WordPress, Sandbox, hAtom…Whew

Yesterday and today my learning curve has jumped significantly. I’ve admittedly been out of the loop regarding WordPress development and have missed a few significant things.

WordPress.com

For all you folks on blogspot you’ll seriously want to consider going to WordPress.com. Why?

  • It’s free
  • All the cool kids are
  • The comment spam protection is light years ahead of blogger thanks to Akismet being standard on all WordPress blogs
  • The templates are far prettier
  • You can import all your blogger entries to WordPress.com…and it’s REALLY easy to do
  • The community surrounding WordPress is superb

The only thing that used to make a free blogspot blog better than a free WordPress blog was the ability to have complete HTML and CSS control on blogspot. All that has changed though, since WordPress.com has introduced a payed service which lets you style your CSS however you want. Oh, and it’s only $15 a year! No, you don’t get to mod your HTML, but you don’t need to. Why you ask? Because of the Sandbox theme by Scott. To show just what can be accomplished with Sandbox Adam has made an unsleepable skin for it which is, in most ways, superior to the original unsleepable theme. So as you can see, there’s no pressing need to tweak your HTML, almost anything’s possible with Sandbox + CSS.

Sandbox

Which brings me to my next point, Sandbox. Sweet, sweet theme. It’s a themer’s theme (widget friendly of course,) ready to be styled however you desire. It’s what I’m currently running here. Simply speaking it’s all the HTML you’ll need for any WordPress blog and has minimal (read: virtually none) styling; there’s also an option to have no styling whatsoever. To style it you simply select a “skin” which is basically a CSS style sheet. Sandbox comes standard with a Kubrick skin, which is what I’m using here with minor modifications. I think there will be a lot more Sandbox skins showing up soon.

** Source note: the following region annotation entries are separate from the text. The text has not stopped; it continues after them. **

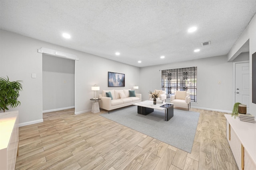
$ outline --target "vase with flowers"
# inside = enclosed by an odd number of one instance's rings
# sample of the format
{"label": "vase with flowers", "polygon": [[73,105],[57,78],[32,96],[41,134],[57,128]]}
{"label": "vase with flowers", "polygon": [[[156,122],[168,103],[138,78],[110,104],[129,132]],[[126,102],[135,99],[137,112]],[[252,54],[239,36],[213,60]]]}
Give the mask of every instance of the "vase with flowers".
{"label": "vase with flowers", "polygon": [[153,104],[156,104],[156,98],[159,97],[159,92],[155,90],[152,92],[150,91],[148,93],[150,98],[153,99]]}

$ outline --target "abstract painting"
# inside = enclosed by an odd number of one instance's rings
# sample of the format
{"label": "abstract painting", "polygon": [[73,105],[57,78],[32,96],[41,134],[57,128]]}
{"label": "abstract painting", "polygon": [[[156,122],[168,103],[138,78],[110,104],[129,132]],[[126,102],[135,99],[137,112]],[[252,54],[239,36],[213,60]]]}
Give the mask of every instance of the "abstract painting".
{"label": "abstract painting", "polygon": [[108,87],[124,87],[124,74],[108,72]]}

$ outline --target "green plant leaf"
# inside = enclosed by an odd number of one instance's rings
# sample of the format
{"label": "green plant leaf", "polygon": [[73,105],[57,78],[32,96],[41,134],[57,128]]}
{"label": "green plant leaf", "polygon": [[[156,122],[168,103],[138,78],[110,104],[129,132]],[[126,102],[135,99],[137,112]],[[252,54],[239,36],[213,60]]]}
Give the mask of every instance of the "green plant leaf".
{"label": "green plant leaf", "polygon": [[9,81],[9,77],[0,77],[0,110],[8,110],[8,106],[16,107],[20,105],[18,100],[20,91],[22,89],[22,81]]}

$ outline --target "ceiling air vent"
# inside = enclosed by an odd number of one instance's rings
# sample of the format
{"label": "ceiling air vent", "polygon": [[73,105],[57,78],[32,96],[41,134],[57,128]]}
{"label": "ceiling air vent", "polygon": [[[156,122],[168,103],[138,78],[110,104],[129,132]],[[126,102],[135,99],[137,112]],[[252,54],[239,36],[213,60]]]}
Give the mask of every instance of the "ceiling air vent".
{"label": "ceiling air vent", "polygon": [[202,47],[204,47],[206,45],[210,45],[210,41],[209,41],[205,42],[204,43],[202,43],[201,44],[202,45]]}

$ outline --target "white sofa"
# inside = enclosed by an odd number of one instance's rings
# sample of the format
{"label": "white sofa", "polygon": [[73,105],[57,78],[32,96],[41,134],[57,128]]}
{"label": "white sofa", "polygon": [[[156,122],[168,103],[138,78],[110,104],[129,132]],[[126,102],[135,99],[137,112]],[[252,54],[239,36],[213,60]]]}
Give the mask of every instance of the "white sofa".
{"label": "white sofa", "polygon": [[187,107],[188,110],[189,110],[191,99],[189,92],[175,91],[174,95],[171,96],[170,99],[171,103],[173,104],[174,106]]}
{"label": "white sofa", "polygon": [[[100,107],[108,110],[109,113],[110,110],[141,102],[141,94],[135,94],[136,97],[130,97],[129,90],[134,91],[130,89],[102,90],[102,94],[99,95],[99,98],[101,99],[99,101]],[[109,92],[112,96],[112,100],[106,96],[106,93]]]}
{"label": "white sofa", "polygon": [[[162,90],[155,90],[155,91],[159,92],[159,95],[160,96],[159,98],[156,98],[156,101],[161,101],[162,102],[166,101],[166,95],[165,94],[165,91]],[[153,100],[152,98],[149,98],[150,100]]]}

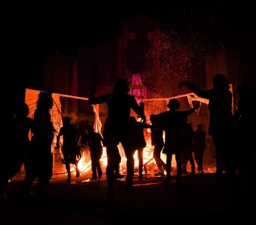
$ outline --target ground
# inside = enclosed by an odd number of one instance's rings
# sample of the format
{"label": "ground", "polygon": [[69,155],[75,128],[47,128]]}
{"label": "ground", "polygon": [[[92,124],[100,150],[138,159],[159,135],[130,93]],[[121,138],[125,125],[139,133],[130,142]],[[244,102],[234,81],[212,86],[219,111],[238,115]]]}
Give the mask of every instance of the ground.
{"label": "ground", "polygon": [[[163,178],[150,176],[144,175],[142,180],[135,177],[132,193],[126,191],[124,180],[116,181],[115,203],[107,200],[105,176],[90,182],[85,181],[89,176],[72,177],[70,183],[65,177],[54,177],[40,205],[22,200],[21,183],[15,179],[8,187],[7,204],[0,206],[1,216],[10,224],[56,224],[159,223],[166,220],[168,223],[177,220],[205,224],[254,216],[255,189],[246,182],[233,190],[224,180],[219,187],[212,187],[212,173],[183,176],[179,185],[172,182],[164,185]],[[32,190],[35,187],[35,184]]]}

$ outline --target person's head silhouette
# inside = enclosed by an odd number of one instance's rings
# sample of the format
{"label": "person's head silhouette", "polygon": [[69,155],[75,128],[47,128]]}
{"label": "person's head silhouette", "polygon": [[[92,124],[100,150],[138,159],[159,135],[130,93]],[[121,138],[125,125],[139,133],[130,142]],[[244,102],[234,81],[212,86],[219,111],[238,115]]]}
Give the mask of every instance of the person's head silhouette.
{"label": "person's head silhouette", "polygon": [[127,93],[130,90],[127,81],[123,78],[117,79],[114,86],[114,92],[115,93]]}
{"label": "person's head silhouette", "polygon": [[197,126],[197,130],[201,131],[203,130],[203,125],[201,124],[198,124]]}
{"label": "person's head silhouette", "polygon": [[230,88],[227,78],[223,74],[216,74],[213,77],[213,81],[215,89],[229,90]]}
{"label": "person's head silhouette", "polygon": [[171,99],[167,105],[167,107],[170,110],[178,109],[180,106],[180,103],[176,98]]}
{"label": "person's head silhouette", "polygon": [[93,126],[90,124],[87,124],[85,129],[88,133],[91,133],[94,131]]}
{"label": "person's head silhouette", "polygon": [[70,122],[70,119],[67,117],[65,117],[62,118],[62,123],[63,123],[63,126],[65,127],[69,124]]}
{"label": "person's head silhouette", "polygon": [[25,103],[21,104],[18,106],[15,114],[16,117],[27,116],[29,112],[28,105]]}

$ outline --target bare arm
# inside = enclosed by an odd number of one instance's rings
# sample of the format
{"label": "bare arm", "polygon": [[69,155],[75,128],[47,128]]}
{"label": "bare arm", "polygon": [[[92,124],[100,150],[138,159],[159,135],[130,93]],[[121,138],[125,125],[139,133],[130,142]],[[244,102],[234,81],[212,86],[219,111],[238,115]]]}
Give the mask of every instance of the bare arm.
{"label": "bare arm", "polygon": [[105,94],[98,97],[94,97],[94,95],[96,92],[96,89],[94,87],[91,88],[91,94],[89,96],[89,103],[91,105],[100,104],[106,102],[108,98],[108,94]]}
{"label": "bare arm", "polygon": [[78,145],[78,143],[79,143],[79,142],[80,141],[80,139],[81,138],[81,136],[80,135],[80,133],[78,132],[77,133],[77,135],[76,136],[76,145]]}
{"label": "bare arm", "polygon": [[200,106],[198,104],[197,104],[193,108],[191,108],[190,109],[189,109],[188,110],[187,110],[186,111],[183,111],[186,114],[188,115],[191,114],[191,113],[193,113],[195,110],[196,109],[198,109],[200,107]]}
{"label": "bare arm", "polygon": [[144,111],[139,106],[137,102],[136,101],[135,98],[133,96],[132,97],[131,108],[136,114],[141,117],[141,119],[143,120],[143,122],[145,123],[146,122],[146,116],[144,113]]}
{"label": "bare arm", "polygon": [[57,136],[57,140],[56,142],[56,148],[59,148],[60,146],[60,136],[62,135],[62,132],[61,129],[60,132],[59,132],[59,134]]}
{"label": "bare arm", "polygon": [[195,93],[197,96],[200,98],[209,99],[210,96],[209,92],[206,90],[202,90],[199,87],[189,82],[181,82],[179,84],[179,88],[180,89],[182,86],[186,86],[191,91]]}

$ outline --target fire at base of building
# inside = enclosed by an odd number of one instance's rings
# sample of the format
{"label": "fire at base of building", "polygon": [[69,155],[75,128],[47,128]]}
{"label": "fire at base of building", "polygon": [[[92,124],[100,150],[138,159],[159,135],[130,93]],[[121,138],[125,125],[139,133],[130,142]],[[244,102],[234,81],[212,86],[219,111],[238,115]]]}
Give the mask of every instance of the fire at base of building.
{"label": "fire at base of building", "polygon": [[[191,106],[193,106],[192,102],[193,101],[197,101],[200,103],[200,106],[204,104],[208,104],[208,101],[207,99],[200,98],[197,97],[193,93],[182,95],[178,96],[174,96],[166,98],[158,99],[147,99],[145,98],[146,96],[146,89],[145,87],[143,85],[140,79],[139,75],[134,74],[133,76],[134,81],[133,82],[133,85],[131,86],[131,94],[136,93],[135,95],[137,101],[139,103],[143,102],[144,104],[144,110],[147,119],[149,119],[150,115],[153,113],[159,113],[161,112],[167,110],[166,106],[167,102],[170,99],[172,98],[186,99],[189,105]],[[232,88],[232,86],[231,86]],[[232,91],[232,89],[231,89]],[[36,102],[38,98],[38,94],[39,91],[29,89],[26,89],[26,103],[28,105],[30,109],[30,114],[29,116],[33,118],[34,111],[36,108]],[[54,101],[54,104],[52,109],[50,111],[52,121],[54,126],[56,130],[56,133],[55,134],[55,138],[53,142],[52,145],[52,153],[53,157],[54,159],[53,168],[54,169],[54,174],[61,175],[65,174],[66,173],[64,165],[61,163],[62,154],[61,151],[61,147],[59,150],[55,149],[54,147],[56,145],[56,135],[59,131],[59,129],[62,127],[62,121],[61,119],[61,104],[60,101],[60,98],[71,98],[74,99],[78,99],[83,101],[88,101],[88,99],[85,98],[78,97],[77,96],[63,95],[59,94],[53,93],[53,98]],[[94,126],[95,131],[96,132],[101,133],[102,125],[101,121],[99,116],[99,107],[98,105],[93,105],[92,106],[93,111],[95,113],[94,118]],[[197,112],[198,115],[199,111]],[[131,114],[134,113],[132,112]],[[139,118],[138,119],[139,120]],[[147,120],[147,122],[150,123],[149,120]],[[155,162],[153,158],[153,153],[154,146],[151,145],[151,131],[150,129],[144,129],[144,137],[146,143],[146,146],[143,149],[143,161],[144,170],[146,173],[155,173],[158,172],[158,169],[155,164]],[[165,139],[165,135],[164,134],[164,139]],[[62,140],[61,139],[61,143]],[[118,146],[119,152],[121,157],[121,162],[120,166],[120,172],[125,174],[126,172],[126,159],[125,154],[122,145],[120,144]],[[91,161],[89,152],[88,147],[87,146],[81,146],[83,150],[83,154],[82,158],[78,163],[78,167],[81,172],[83,173],[90,174],[91,173]],[[213,149],[212,145],[210,144],[208,144],[207,148],[208,151],[206,151],[205,155],[204,162],[205,163],[205,168],[206,169],[205,172],[213,172],[212,168],[215,167],[215,160],[214,159],[214,151]],[[138,170],[139,165],[139,162],[138,158],[137,151],[136,151],[134,154],[135,160],[134,171],[136,172]],[[165,162],[166,161],[166,157],[165,154],[161,154],[161,158]],[[175,159],[175,157],[173,158]],[[103,171],[105,170],[107,165],[107,158],[106,149],[103,147],[103,152],[102,156],[100,160],[101,166]],[[175,160],[173,160],[172,162],[172,166],[175,171],[176,169],[176,164]],[[188,166],[188,169],[189,169],[189,165]]]}

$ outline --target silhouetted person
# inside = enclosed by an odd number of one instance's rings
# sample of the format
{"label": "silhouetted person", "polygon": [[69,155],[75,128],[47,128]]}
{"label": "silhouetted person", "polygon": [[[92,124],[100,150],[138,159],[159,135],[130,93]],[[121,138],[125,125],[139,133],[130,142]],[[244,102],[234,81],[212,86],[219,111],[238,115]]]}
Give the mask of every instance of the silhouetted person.
{"label": "silhouetted person", "polygon": [[185,144],[185,151],[181,153],[182,161],[182,173],[187,173],[187,165],[189,161],[191,165],[190,174],[196,172],[195,162],[192,153],[194,151],[193,146],[193,135],[194,132],[191,124],[186,123],[183,129],[183,136]]}
{"label": "silhouetted person", "polygon": [[137,150],[139,159],[139,177],[143,177],[143,149],[146,147],[146,144],[144,137],[144,128],[149,128],[151,126],[148,124],[140,123],[136,121],[133,116],[131,117],[132,122],[131,127],[132,137],[130,141],[133,145],[134,153]]}
{"label": "silhouetted person", "polygon": [[130,138],[129,138],[131,134],[127,131],[129,128],[131,109],[145,120],[143,111],[138,105],[135,97],[127,94],[129,91],[129,87],[126,81],[119,78],[115,81],[113,93],[94,97],[96,90],[93,88],[89,97],[89,102],[90,104],[106,102],[108,105],[108,115],[103,136],[108,156],[106,172],[108,194],[110,198],[114,197],[114,170],[118,162],[119,154],[117,145],[119,142],[122,144],[127,158],[126,187],[128,191],[132,191],[134,165],[133,150],[130,143]]}
{"label": "silhouetted person", "polygon": [[59,148],[60,138],[63,136],[63,146],[61,151],[63,154],[63,161],[65,165],[66,169],[68,173],[67,182],[69,182],[71,179],[70,166],[72,164],[75,165],[76,172],[76,177],[79,177],[80,173],[77,164],[78,161],[77,157],[79,157],[78,154],[80,153],[78,150],[78,144],[80,139],[80,134],[76,127],[70,124],[70,119],[68,117],[62,118],[63,127],[60,130],[57,137],[56,148]]}
{"label": "silhouetted person", "polygon": [[101,178],[102,176],[102,171],[100,167],[100,160],[102,155],[102,143],[104,140],[101,135],[99,133],[94,132],[93,126],[91,124],[87,124],[86,126],[86,131],[88,134],[85,136],[86,141],[88,142],[91,153],[91,161],[92,162],[92,180],[97,179],[98,171],[98,178]]}
{"label": "silhouetted person", "polygon": [[169,110],[160,113],[156,118],[157,126],[161,126],[165,132],[165,141],[163,153],[166,154],[166,179],[164,183],[170,181],[172,155],[175,154],[177,166],[176,182],[180,181],[181,175],[181,153],[185,150],[182,130],[188,115],[199,107],[196,105],[186,111],[177,111],[180,106],[177,99],[171,99],[167,105]]}
{"label": "silhouetted person", "polygon": [[26,175],[22,190],[24,194],[29,195],[30,185],[37,177],[36,194],[40,199],[52,175],[51,146],[54,130],[49,111],[53,104],[51,94],[40,92],[38,96],[34,116],[32,150],[25,162]]}
{"label": "silhouetted person", "polygon": [[117,163],[116,165],[116,166],[115,167],[115,179],[118,179],[122,178],[124,176],[124,175],[122,175],[120,174],[120,163],[121,162],[121,156],[120,155],[120,154],[118,151],[118,153],[119,153],[119,155],[117,156]]}
{"label": "silhouetted person", "polygon": [[[152,115],[150,116],[150,121],[153,125],[156,125],[155,117],[156,115]],[[159,172],[157,175],[162,176],[164,175],[164,170],[166,169],[166,165],[161,158],[161,152],[164,144],[163,133],[163,130],[160,128],[151,129],[151,144],[154,146],[153,157],[159,169]]]}
{"label": "silhouetted person", "polygon": [[203,125],[198,124],[194,132],[194,154],[197,164],[199,172],[204,172],[203,160],[205,149],[205,133],[203,131]]}
{"label": "silhouetted person", "polygon": [[203,90],[188,82],[181,82],[180,88],[187,86],[198,96],[209,100],[209,135],[212,137],[216,149],[216,178],[219,182],[225,170],[233,179],[235,170],[233,145],[234,120],[232,113],[232,94],[227,78],[222,74],[213,77],[213,88]]}
{"label": "silhouetted person", "polygon": [[250,178],[255,181],[256,97],[252,88],[246,84],[240,86],[238,91],[240,100],[234,116],[238,121],[239,146],[244,168]]}
{"label": "silhouetted person", "polygon": [[[27,117],[29,112],[27,105],[25,103],[21,104],[17,107],[15,118],[6,121],[9,124],[6,125],[10,126],[10,128],[12,130],[12,134],[11,135],[11,133],[8,133],[6,130],[4,132],[12,138],[15,137],[16,144],[14,145],[9,142],[8,148],[4,150],[2,149],[1,158],[2,160],[6,161],[8,163],[2,162],[0,166],[1,171],[0,174],[0,201],[5,200],[4,188],[8,180],[20,170],[21,166],[24,162],[30,147],[28,134],[30,129],[32,128],[33,121],[31,118]],[[2,123],[1,124],[1,128],[3,128],[4,124]],[[4,134],[1,132],[1,137],[3,134]],[[8,139],[5,141],[8,141]],[[2,154],[3,151],[7,152],[5,155]],[[2,168],[3,166],[4,167]]]}

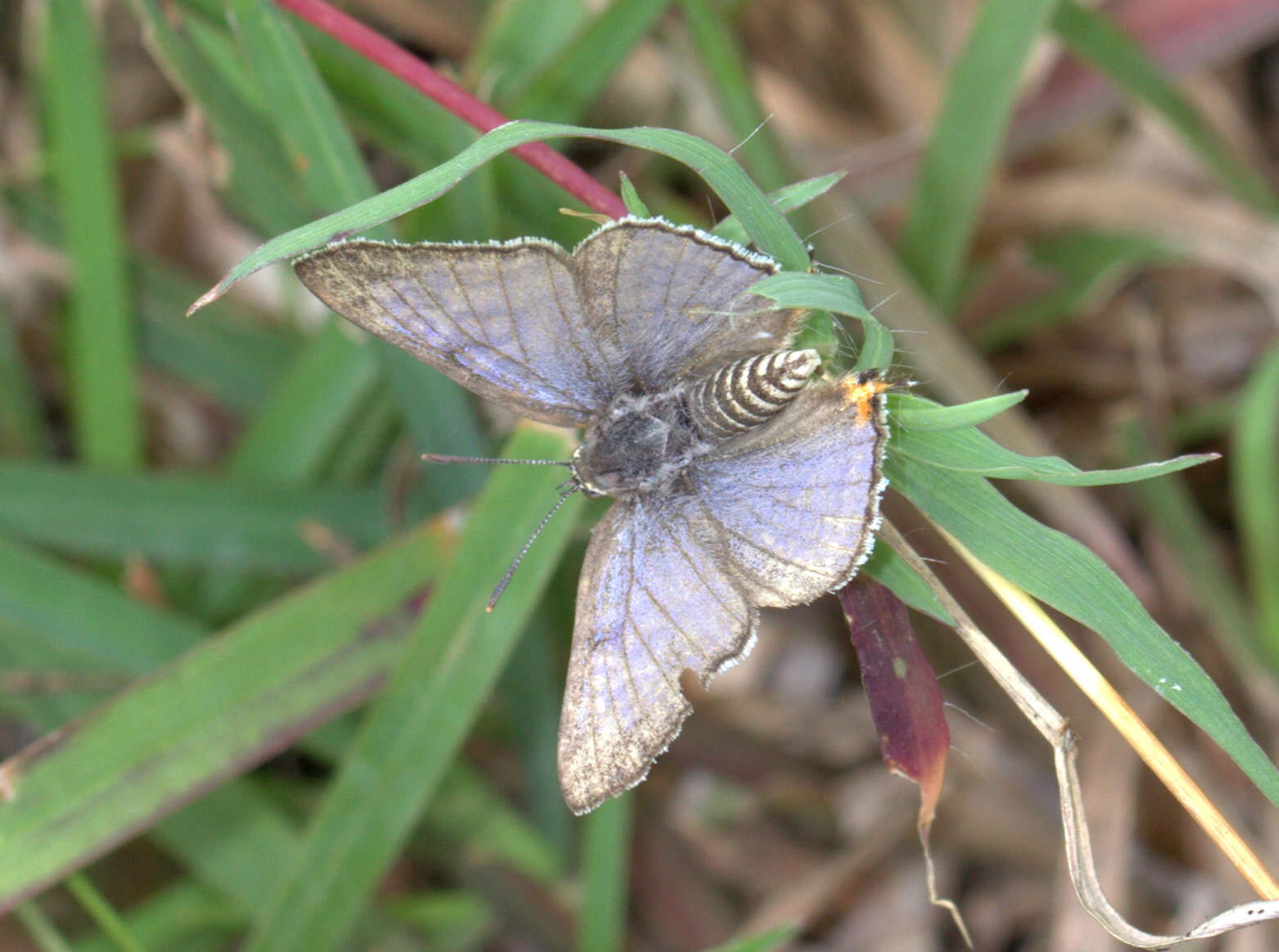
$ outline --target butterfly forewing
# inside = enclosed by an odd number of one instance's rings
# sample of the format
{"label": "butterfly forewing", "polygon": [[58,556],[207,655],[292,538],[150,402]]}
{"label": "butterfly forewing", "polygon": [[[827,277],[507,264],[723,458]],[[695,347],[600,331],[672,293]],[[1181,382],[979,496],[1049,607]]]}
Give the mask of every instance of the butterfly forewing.
{"label": "butterfly forewing", "polygon": [[574,813],[645,778],[692,710],[680,672],[709,682],[755,629],[755,608],[674,502],[614,505],[586,551],[559,737]]}
{"label": "butterfly forewing", "polygon": [[554,244],[344,242],[294,270],[343,317],[532,419],[583,424],[624,383]]}
{"label": "butterfly forewing", "polygon": [[623,220],[573,253],[587,308],[611,327],[637,390],[655,392],[784,348],[799,322],[748,289],[769,258],[660,220]]}

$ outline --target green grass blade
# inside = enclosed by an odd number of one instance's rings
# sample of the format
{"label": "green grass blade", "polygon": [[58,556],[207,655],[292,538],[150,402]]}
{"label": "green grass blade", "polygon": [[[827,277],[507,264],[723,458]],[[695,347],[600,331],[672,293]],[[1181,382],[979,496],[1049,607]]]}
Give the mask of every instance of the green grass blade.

You may ask yourself, “I wonder why Ben’s using the Sandbox theme, which looks just like Kubrick? Why doesn’t he just use Kubrick?” Answer: hAtom.

hAtom

As Adam pointed out, Chris Messina explains it best:

…because the Sandbox theme is marked up with hAtom in its HTML, there?s no need to supply an alternative link to RSS or ATOM because the page itself is able to be read by newsreaders.

How cool is that?! There’s a possibility that for one reason or another hAtom won’t replace RSS or ATOM as the standard feed source. But, as Matt points out, even if hAtom doesn’t catch on as the preferred subscription method, it provides a great basis for consistent semantic markup. Now, perhaps that doesn’t tickle you the way it does me; and maybe you, like me, have no idea how this will work, but it sure sounds like a step in the right direction. I admit that I still don’t know exactly what hAtom is, or how it will all play out on the Net but I do think that it will likely play a part in blog design and coding in the coming years.

So, as you can see, I’ve been learning a lot in the past couple days. Hopefully at least a few of you have learned something new as a result of my experiences.